Because it was Reconstruction and new civil rights protections were in effect, Black and white butchermen worked in the Arabi facility.

White butchers in Arabi did not want to work alongside Black butchers doing the same work. They sued, claiming the law was illegal and discriminatory against white men. Justice Samuel Miller’s majority opinion decided that “the one pervading purpose” of the Reconstruction Amendments was to ensure “the freedom of the slave race, the security and firm establishment of that freedom, and the protection of the newly-made freeman and citizen from the oppressions of those who had formerly exercised unlimited dominion over him.”

Local Black butchers celebrated winning the right to work in slaughterhouses despite white butchers’ opposition.


Their victory was short-lived. With the end of Reconstruction, Louisiana’s 1879 constitution banned state and local monopolies. 

In 1884, white butchers in Butchers’ Union Co. v. Crescent City Co., 111 U.S. 746, defeated Crescent City’s challenge to the provision as racial segregation. Since the ban on local butchering remained in effect, Black-owned butcher shops could no longer carve their own cuts or sell their own products and were forced to buy meat from white producers. 

In today’s conflict, local opponents and their representatives are also up against a state facility, the Port of New Orleans. 

Redress for the 9th Ward, like the Black butchers 150 years ago, only seems possible through petitioning a higher power, in this case, state decision-makers.

Certainly, leaders at the Port must understand that, for 150 years, civil-rights fighters have been at the core of this neighborhood’s history. 

Once more, the health of the African American community is under threat by monied white interests. Sacrificing our health for jobs is an inequitable exchange. 

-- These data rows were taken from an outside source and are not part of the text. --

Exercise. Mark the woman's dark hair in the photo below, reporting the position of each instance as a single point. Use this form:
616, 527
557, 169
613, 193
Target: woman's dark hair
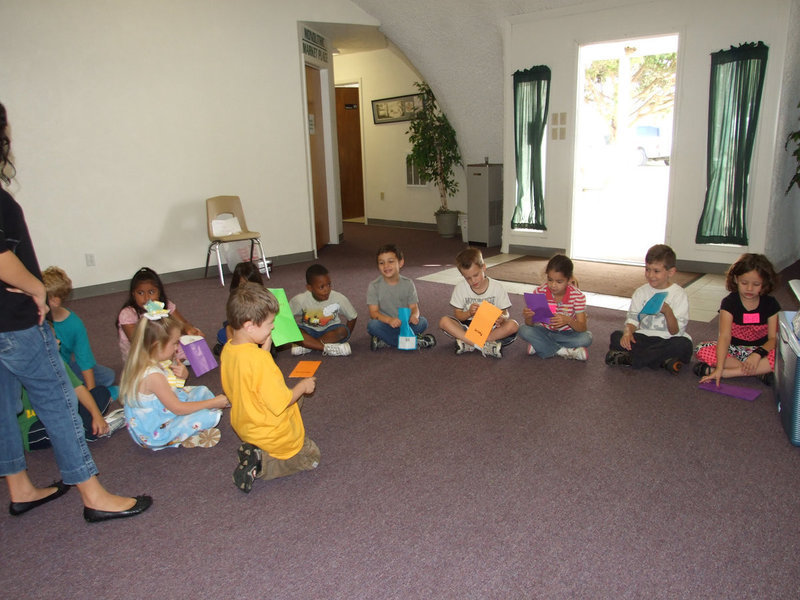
5, 148
752, 262
144, 274
560, 264
246, 271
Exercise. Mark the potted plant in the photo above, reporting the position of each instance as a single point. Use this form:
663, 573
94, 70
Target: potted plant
794, 137
435, 153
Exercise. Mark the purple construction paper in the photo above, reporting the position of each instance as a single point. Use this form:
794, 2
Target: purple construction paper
736, 391
538, 304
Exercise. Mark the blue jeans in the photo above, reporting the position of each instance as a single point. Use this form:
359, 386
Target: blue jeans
390, 334
102, 375
30, 357
547, 342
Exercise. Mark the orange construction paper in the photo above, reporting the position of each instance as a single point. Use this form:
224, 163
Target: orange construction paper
482, 323
306, 368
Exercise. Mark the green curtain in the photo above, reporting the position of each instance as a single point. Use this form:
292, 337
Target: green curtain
737, 78
531, 104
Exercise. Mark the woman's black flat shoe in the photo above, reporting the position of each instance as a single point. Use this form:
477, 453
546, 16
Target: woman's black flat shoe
18, 508
93, 515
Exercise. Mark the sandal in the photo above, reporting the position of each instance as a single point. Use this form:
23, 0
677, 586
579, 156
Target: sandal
702, 369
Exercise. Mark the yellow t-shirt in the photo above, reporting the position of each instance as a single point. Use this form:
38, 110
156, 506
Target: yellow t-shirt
260, 411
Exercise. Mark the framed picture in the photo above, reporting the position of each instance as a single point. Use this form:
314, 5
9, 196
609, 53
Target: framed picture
394, 110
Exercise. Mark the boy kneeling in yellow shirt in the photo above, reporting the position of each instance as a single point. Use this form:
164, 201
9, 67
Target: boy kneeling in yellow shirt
264, 411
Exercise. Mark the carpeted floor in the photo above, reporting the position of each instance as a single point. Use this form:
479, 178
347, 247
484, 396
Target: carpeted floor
601, 278
442, 476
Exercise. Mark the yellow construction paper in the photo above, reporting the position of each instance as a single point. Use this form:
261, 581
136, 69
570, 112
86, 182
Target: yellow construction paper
482, 323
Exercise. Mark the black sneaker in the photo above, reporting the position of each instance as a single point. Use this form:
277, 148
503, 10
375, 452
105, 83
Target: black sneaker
249, 460
767, 379
702, 369
375, 343
673, 366
425, 340
618, 358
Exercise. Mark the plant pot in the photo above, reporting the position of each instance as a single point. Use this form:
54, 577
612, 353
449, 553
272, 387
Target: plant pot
447, 223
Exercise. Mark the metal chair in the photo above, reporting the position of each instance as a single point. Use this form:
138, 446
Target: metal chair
221, 205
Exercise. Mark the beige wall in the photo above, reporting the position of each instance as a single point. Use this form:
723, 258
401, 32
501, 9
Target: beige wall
127, 115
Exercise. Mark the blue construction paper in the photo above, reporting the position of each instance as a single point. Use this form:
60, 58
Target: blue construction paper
653, 306
538, 304
736, 391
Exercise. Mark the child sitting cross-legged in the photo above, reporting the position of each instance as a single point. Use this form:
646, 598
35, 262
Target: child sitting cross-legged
158, 415
265, 413
326, 317
467, 296
386, 295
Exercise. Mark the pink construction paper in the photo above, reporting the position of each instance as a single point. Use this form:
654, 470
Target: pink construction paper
736, 391
538, 304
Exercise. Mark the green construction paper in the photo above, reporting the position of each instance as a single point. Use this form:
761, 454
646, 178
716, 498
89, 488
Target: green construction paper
286, 329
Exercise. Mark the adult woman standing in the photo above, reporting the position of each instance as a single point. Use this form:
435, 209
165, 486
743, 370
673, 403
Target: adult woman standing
29, 356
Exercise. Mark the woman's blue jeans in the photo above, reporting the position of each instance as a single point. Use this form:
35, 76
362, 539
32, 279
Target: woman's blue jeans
547, 342
30, 357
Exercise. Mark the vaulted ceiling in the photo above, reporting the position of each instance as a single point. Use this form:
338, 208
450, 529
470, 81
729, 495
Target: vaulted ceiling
457, 47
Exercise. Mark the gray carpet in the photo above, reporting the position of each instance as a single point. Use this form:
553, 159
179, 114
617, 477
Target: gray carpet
442, 476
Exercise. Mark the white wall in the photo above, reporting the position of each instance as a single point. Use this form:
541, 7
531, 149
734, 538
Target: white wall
703, 27
384, 74
127, 115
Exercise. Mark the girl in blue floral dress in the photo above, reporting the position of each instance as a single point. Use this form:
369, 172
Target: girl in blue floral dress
157, 415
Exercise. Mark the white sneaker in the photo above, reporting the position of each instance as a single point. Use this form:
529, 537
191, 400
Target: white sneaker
572, 353
462, 347
492, 349
298, 350
115, 420
342, 349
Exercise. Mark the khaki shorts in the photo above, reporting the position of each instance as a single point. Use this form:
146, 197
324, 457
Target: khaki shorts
305, 460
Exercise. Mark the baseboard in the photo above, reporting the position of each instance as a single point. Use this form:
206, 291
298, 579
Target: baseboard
534, 250
403, 224
113, 287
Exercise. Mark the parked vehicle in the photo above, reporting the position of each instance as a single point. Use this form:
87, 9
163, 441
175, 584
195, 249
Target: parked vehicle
651, 145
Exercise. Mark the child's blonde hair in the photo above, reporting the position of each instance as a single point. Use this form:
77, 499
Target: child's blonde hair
148, 337
57, 282
250, 302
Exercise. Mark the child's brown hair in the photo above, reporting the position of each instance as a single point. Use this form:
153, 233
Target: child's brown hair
250, 302
663, 254
57, 283
468, 257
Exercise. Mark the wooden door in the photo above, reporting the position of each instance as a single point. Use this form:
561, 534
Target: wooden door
348, 123
316, 144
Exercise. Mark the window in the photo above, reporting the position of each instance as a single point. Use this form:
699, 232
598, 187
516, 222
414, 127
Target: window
412, 174
531, 104
737, 78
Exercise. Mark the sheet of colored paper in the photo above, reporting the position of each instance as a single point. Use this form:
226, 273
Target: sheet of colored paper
538, 304
482, 323
736, 391
305, 368
286, 329
653, 306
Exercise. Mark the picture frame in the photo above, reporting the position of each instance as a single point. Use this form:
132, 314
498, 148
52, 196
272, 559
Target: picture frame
396, 109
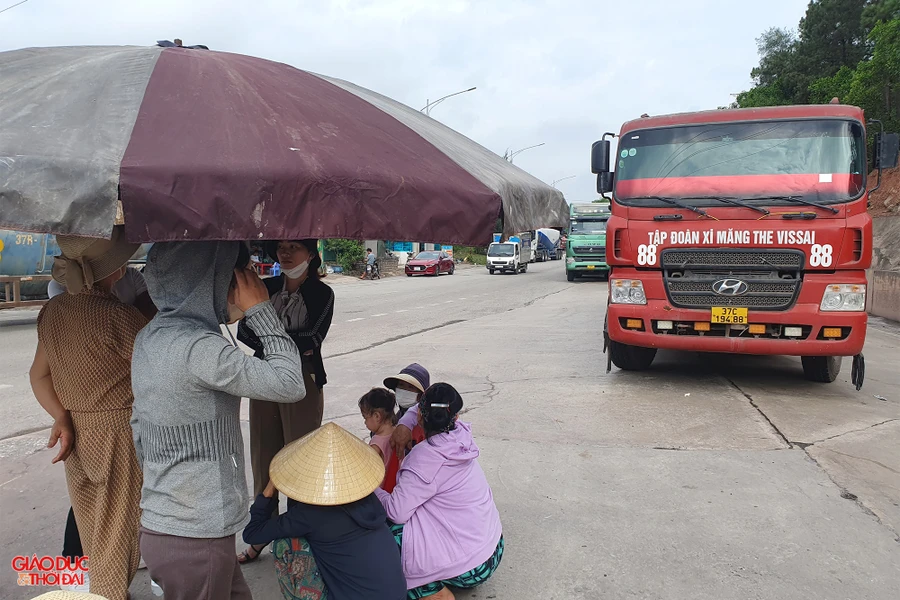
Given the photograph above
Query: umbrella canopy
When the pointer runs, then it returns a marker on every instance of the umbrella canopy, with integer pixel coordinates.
(196, 145)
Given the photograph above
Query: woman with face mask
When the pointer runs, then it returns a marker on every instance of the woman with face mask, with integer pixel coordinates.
(305, 305)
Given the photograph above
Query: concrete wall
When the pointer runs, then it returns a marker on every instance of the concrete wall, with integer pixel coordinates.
(884, 276)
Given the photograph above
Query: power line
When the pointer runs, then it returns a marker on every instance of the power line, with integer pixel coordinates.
(13, 6)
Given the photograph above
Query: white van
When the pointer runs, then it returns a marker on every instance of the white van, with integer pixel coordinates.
(508, 256)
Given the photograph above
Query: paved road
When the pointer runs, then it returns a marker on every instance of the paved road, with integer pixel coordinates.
(705, 477)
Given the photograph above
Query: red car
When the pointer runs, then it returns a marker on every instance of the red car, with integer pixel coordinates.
(430, 263)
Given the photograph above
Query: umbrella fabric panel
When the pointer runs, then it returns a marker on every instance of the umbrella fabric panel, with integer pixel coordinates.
(234, 147)
(66, 116)
(528, 202)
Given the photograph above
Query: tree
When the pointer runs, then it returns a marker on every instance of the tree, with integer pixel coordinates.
(832, 36)
(348, 252)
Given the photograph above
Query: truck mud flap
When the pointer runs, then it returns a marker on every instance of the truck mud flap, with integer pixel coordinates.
(858, 372)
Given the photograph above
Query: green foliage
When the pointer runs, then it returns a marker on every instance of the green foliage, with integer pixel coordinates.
(848, 49)
(349, 252)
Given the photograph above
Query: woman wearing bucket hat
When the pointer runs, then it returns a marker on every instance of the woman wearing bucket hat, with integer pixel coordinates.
(408, 386)
(305, 305)
(443, 511)
(334, 540)
(82, 376)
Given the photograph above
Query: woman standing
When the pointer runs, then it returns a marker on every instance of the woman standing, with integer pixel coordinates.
(82, 376)
(305, 305)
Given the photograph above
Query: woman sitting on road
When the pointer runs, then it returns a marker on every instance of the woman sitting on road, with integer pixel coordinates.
(305, 305)
(446, 523)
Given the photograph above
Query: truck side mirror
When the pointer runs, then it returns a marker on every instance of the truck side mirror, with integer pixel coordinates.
(605, 182)
(600, 157)
(887, 150)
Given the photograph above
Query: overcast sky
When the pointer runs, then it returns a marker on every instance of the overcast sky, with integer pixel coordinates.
(558, 72)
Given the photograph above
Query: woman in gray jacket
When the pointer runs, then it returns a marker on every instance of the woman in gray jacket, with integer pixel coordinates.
(188, 382)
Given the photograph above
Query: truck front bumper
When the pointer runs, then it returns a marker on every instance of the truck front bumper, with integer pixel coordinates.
(735, 339)
(587, 267)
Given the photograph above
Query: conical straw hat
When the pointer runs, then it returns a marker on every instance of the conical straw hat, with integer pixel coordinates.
(327, 467)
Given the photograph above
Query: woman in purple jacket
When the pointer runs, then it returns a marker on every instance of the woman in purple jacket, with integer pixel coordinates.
(447, 525)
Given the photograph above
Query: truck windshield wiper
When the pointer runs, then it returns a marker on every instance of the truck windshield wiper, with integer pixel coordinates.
(798, 200)
(735, 201)
(673, 202)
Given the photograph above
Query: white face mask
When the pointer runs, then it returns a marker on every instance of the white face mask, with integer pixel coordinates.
(405, 398)
(297, 272)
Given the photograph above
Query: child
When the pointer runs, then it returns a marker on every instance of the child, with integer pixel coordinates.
(408, 386)
(377, 408)
(334, 542)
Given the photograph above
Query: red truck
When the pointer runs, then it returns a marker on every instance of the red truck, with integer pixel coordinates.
(741, 231)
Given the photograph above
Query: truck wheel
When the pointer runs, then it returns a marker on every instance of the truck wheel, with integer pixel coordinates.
(631, 358)
(821, 369)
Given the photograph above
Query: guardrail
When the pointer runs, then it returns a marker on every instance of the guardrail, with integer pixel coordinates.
(12, 291)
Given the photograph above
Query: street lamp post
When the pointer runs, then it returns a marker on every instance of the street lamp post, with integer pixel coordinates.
(429, 105)
(510, 155)
(555, 181)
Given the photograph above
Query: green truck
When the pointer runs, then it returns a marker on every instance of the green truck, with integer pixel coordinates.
(586, 244)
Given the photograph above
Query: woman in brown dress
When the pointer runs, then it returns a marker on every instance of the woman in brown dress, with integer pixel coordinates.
(82, 377)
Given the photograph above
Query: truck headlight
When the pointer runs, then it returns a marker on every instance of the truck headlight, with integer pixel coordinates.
(627, 291)
(844, 297)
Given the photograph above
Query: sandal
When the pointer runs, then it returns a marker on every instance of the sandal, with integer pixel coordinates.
(251, 554)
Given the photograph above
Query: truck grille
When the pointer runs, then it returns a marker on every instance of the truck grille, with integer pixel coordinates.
(772, 278)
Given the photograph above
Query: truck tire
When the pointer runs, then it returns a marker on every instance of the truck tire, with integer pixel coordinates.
(631, 358)
(821, 369)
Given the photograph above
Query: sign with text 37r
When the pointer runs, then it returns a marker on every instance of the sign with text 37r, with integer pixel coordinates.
(52, 571)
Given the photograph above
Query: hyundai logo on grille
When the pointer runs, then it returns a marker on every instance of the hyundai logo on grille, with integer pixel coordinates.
(730, 287)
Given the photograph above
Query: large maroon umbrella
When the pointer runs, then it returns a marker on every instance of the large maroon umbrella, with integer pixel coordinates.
(197, 145)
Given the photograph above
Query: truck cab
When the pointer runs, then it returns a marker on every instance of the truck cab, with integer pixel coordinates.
(586, 240)
(741, 231)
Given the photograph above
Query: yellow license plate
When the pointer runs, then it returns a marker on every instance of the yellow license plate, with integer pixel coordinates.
(728, 314)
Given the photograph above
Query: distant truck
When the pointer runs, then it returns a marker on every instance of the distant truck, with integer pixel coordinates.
(548, 247)
(511, 256)
(586, 242)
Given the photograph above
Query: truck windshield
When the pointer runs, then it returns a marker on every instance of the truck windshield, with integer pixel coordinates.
(501, 250)
(588, 227)
(820, 160)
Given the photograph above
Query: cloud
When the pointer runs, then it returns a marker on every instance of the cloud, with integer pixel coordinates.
(559, 72)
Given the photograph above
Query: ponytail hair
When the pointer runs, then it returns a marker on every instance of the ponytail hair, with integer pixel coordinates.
(439, 407)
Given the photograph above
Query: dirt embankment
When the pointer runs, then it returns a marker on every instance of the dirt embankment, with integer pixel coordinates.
(886, 201)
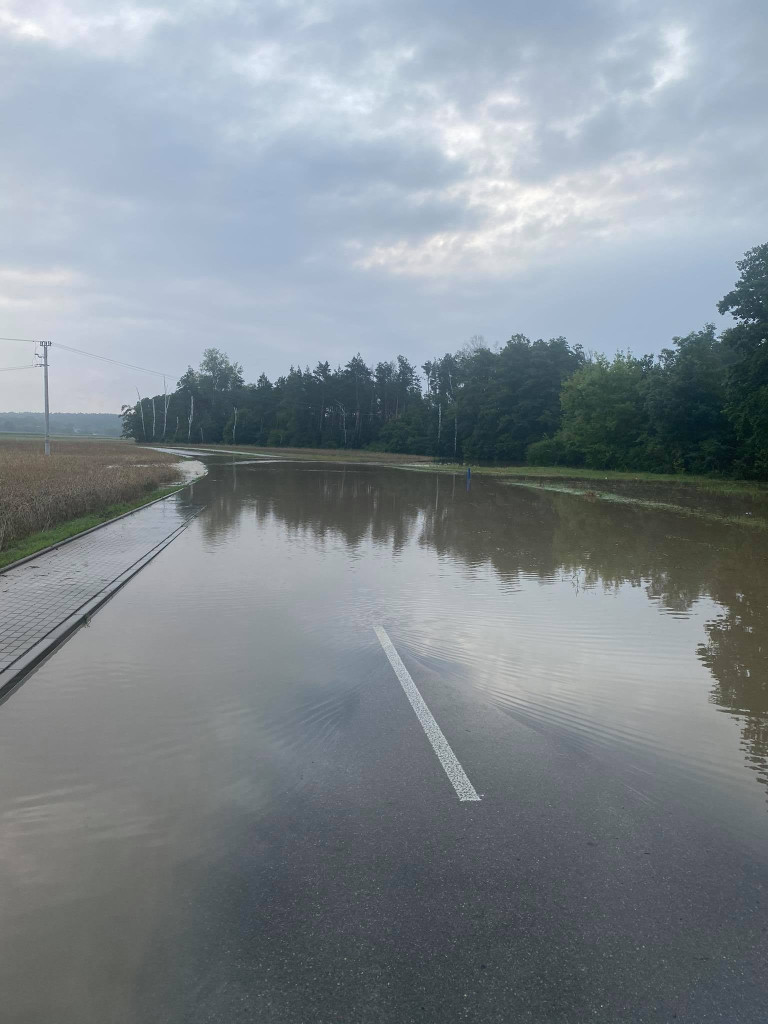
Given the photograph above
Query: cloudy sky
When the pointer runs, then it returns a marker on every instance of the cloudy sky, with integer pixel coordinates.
(301, 179)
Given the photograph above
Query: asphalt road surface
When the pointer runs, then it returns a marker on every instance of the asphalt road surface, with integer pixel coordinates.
(360, 745)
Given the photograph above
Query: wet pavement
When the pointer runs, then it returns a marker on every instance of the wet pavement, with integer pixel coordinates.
(41, 593)
(220, 802)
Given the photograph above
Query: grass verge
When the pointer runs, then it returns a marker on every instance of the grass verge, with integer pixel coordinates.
(37, 542)
(594, 477)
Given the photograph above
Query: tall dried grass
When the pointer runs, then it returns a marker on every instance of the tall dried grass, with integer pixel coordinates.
(79, 478)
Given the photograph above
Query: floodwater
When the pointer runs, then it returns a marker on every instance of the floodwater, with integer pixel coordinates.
(218, 804)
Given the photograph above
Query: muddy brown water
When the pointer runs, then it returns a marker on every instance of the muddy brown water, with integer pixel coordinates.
(208, 724)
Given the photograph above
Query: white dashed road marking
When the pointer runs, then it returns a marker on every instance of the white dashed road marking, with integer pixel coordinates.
(464, 788)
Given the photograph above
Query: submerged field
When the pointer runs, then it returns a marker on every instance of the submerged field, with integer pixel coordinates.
(81, 479)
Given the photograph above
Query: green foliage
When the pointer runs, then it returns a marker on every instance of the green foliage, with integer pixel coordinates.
(748, 378)
(700, 407)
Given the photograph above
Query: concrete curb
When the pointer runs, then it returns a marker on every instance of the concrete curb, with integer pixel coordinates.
(12, 677)
(84, 532)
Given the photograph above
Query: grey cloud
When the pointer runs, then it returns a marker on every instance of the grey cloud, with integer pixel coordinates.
(299, 180)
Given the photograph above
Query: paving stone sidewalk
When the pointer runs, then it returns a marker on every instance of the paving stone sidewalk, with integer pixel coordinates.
(39, 595)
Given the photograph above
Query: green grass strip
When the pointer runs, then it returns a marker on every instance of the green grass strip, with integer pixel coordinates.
(36, 542)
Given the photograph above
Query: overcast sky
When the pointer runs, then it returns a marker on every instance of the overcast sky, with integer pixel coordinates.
(293, 180)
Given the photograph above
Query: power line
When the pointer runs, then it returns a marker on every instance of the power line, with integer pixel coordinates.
(119, 363)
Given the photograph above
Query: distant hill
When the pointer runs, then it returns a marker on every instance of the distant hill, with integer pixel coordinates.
(62, 423)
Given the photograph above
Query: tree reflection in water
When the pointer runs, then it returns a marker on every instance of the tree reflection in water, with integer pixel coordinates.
(521, 531)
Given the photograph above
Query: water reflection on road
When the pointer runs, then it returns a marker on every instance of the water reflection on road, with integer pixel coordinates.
(218, 805)
(599, 563)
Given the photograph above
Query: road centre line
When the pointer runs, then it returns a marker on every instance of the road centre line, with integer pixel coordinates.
(464, 788)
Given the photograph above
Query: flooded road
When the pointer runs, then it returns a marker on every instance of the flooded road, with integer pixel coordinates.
(220, 803)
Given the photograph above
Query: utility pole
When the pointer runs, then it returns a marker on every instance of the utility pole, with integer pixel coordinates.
(46, 346)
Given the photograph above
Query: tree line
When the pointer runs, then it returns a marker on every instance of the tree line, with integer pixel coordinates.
(699, 407)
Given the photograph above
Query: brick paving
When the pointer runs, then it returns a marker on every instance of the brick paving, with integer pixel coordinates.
(39, 595)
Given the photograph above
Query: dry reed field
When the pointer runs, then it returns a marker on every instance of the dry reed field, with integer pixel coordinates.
(80, 477)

Dr. Chateauvert is a former professor of African American studies and history. Dr. Berry has a longstanding concern about environmental justice. As chief education official of the United States in the Carter administration, she led the United States delegation to the world’s first intergovernmental conference on environmental education organized by the United Nations Educational, Scientific, and Cultural Organization (UNESCO) and the U.N. Environment Programme (UNEP) in Tbilisi, Georgia (USSR) in 1977. Thereafter, in her teaching and writing on legal history and social policy issues, and in her role as Commissioner and then Chair of the United States Commission on Civil Rights, she continues to pay close attention to environmental justice issues. One of her proudest achievements is the Louisiana Advisory Committee to the U.S. Commission on Civil Rights report on environmental justice in the state, published in 1993.